I was too occupied with my own miseries then to think about Conran and Lucrezia, though some time after I heard all about it. It seems, that, a year before, Conran was on leave in Rome, and at Rome, loitering about the Campagna one day, he made a chance acquaintance with an Italian girl, by getting some flowers for her she had tried to reach and could not. She was young, enthusiastic, intensely interesting, and had only an old Roman nurse, deaf as a post and purblind, with her. The girl was Lucrezia da Guari, and Lucrezia was lovely as one of her own myrtle or orange flowers. Somehow or other Conran went there the next day, and the next, and the next, and so on for a good many days, and always found Lucrezia. Now, Conran had at bottom a touch of unstirred romance, and, moreover, his own idea of what sort of woman he could love. Something in this untrained yet winning Campagna flower answered to both. He was old to trust his own discernment, and, after a month or two's walks and talks, Conran, one of the proudest men going, offered himself and his name to a Roman girl of whom he knew nothing, except that she seemed to care for him as he had had a fancy to be cared for all his life. It was a deucedly romantic thing—however, he did it! Lucrezia had told him her father was a military officer, but somehow or other this father never came to light, and when he called at their house—or rather rooms—Conran always found him out, which he thought queer, but, on the whole, rather providential, and he set the accident down to a foreigner's roaming habits.

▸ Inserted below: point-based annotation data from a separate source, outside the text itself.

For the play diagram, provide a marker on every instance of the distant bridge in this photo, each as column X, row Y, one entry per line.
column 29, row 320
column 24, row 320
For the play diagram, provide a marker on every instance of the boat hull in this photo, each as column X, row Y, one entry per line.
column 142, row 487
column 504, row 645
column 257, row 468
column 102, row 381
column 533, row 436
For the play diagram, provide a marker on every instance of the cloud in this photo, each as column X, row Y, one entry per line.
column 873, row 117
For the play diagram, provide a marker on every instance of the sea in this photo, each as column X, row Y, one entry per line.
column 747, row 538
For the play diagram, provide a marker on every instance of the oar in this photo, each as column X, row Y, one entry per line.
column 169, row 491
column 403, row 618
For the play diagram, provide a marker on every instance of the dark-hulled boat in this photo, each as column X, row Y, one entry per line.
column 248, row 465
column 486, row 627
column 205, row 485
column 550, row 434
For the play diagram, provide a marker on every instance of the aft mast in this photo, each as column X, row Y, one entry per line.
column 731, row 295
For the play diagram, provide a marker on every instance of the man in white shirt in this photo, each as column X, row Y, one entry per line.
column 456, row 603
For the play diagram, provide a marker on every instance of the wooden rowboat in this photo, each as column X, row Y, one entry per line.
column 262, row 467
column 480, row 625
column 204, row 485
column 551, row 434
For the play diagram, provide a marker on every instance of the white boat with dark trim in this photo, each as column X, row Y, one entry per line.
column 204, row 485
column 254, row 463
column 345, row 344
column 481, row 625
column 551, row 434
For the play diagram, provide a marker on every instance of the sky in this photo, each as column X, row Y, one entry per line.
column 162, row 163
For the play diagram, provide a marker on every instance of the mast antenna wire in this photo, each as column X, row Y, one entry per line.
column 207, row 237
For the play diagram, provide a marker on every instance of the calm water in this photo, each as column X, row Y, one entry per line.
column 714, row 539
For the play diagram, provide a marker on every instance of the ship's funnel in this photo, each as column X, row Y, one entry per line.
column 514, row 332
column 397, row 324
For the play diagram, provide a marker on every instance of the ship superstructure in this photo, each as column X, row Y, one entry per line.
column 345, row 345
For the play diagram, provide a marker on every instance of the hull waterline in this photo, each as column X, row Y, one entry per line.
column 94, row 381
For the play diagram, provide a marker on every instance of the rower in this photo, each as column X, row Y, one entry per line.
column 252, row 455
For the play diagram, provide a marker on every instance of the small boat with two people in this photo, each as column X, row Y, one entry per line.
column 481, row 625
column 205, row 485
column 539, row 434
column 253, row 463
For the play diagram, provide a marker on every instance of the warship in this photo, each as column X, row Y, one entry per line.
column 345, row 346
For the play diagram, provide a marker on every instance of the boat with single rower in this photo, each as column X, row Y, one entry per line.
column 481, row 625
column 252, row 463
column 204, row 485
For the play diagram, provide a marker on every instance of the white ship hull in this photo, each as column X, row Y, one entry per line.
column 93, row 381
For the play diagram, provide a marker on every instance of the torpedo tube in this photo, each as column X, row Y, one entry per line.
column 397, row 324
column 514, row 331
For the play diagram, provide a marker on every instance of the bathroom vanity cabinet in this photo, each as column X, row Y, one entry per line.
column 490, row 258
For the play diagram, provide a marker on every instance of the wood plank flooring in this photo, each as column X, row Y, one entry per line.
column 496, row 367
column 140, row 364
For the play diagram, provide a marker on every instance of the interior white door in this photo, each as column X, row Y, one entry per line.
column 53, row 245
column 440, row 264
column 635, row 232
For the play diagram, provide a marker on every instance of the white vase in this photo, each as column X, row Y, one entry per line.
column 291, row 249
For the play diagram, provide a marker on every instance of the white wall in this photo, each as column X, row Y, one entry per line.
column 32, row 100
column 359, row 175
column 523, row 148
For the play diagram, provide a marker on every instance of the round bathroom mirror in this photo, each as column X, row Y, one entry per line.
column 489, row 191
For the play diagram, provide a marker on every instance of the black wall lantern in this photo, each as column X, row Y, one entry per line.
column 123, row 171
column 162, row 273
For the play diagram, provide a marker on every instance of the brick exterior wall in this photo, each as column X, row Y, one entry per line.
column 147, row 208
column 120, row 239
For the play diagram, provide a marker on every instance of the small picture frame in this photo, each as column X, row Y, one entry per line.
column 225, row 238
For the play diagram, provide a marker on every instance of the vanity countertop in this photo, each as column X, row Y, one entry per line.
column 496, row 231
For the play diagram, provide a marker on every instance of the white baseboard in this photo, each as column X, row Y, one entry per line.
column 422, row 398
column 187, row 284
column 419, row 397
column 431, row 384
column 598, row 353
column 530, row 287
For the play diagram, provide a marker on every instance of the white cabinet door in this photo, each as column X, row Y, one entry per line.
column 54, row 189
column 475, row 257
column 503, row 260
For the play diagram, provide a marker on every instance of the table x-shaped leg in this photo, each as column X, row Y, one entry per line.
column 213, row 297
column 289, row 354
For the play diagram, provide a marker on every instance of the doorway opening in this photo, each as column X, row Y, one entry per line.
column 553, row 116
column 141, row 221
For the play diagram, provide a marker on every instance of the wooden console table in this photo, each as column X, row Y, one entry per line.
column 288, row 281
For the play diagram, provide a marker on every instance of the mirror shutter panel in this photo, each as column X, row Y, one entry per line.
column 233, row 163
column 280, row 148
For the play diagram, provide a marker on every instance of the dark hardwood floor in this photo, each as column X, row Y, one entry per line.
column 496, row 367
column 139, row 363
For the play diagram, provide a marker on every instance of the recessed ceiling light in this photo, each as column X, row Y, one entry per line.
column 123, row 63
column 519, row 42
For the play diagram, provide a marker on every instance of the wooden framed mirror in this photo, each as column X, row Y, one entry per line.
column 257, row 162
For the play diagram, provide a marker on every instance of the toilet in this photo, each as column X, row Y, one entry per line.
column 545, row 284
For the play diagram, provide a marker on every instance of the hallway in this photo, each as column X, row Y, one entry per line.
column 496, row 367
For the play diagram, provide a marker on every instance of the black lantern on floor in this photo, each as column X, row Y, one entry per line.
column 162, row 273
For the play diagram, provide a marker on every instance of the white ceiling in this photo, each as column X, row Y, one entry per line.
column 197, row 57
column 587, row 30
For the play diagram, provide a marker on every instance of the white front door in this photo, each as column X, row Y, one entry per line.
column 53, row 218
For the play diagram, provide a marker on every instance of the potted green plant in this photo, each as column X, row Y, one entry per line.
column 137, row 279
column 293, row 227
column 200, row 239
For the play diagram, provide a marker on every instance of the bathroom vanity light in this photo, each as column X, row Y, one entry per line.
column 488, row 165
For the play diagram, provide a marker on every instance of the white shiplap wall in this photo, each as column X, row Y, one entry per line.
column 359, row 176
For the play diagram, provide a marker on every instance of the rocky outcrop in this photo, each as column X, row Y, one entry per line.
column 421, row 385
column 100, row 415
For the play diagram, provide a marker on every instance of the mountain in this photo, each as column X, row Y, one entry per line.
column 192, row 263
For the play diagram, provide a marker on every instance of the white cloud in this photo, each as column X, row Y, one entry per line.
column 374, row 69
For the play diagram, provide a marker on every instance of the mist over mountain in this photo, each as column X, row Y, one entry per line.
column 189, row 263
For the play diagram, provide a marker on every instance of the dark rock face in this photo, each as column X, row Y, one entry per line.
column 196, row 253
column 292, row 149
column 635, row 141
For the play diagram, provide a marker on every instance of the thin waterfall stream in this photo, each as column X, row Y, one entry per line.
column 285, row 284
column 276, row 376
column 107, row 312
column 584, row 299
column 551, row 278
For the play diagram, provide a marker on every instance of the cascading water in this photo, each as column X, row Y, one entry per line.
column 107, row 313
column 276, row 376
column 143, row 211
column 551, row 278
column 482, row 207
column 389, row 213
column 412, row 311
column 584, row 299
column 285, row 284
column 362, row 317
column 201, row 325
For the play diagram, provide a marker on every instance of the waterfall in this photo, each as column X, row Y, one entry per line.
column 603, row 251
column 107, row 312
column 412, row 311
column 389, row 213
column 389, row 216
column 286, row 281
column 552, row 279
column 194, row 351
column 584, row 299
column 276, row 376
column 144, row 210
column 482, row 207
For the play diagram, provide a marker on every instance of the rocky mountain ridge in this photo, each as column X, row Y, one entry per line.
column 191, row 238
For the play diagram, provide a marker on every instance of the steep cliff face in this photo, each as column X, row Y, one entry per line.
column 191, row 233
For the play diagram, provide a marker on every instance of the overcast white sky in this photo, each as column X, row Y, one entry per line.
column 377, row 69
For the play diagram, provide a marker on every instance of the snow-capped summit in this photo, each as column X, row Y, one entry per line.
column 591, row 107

The day Conran had really gone the length of offering to make an unknown Italian his wife, he went, for the first time in the evening, to Da Guari's house. The servant showed him in unannounced to a brightly-lighted chamber, reeking with wine and smoke, where a dozen men were playing trente et quarante at an amateur bank, and two or three others were gathered round what he had believed his own fair and pure Campagna flower. He understood it all; he turned away with a curse upon him. He wanted love and innocence; adventuresses he could have by the score, and he was sick to death of them. From that hour he never saw her again till he met her at the Casa di Fiori.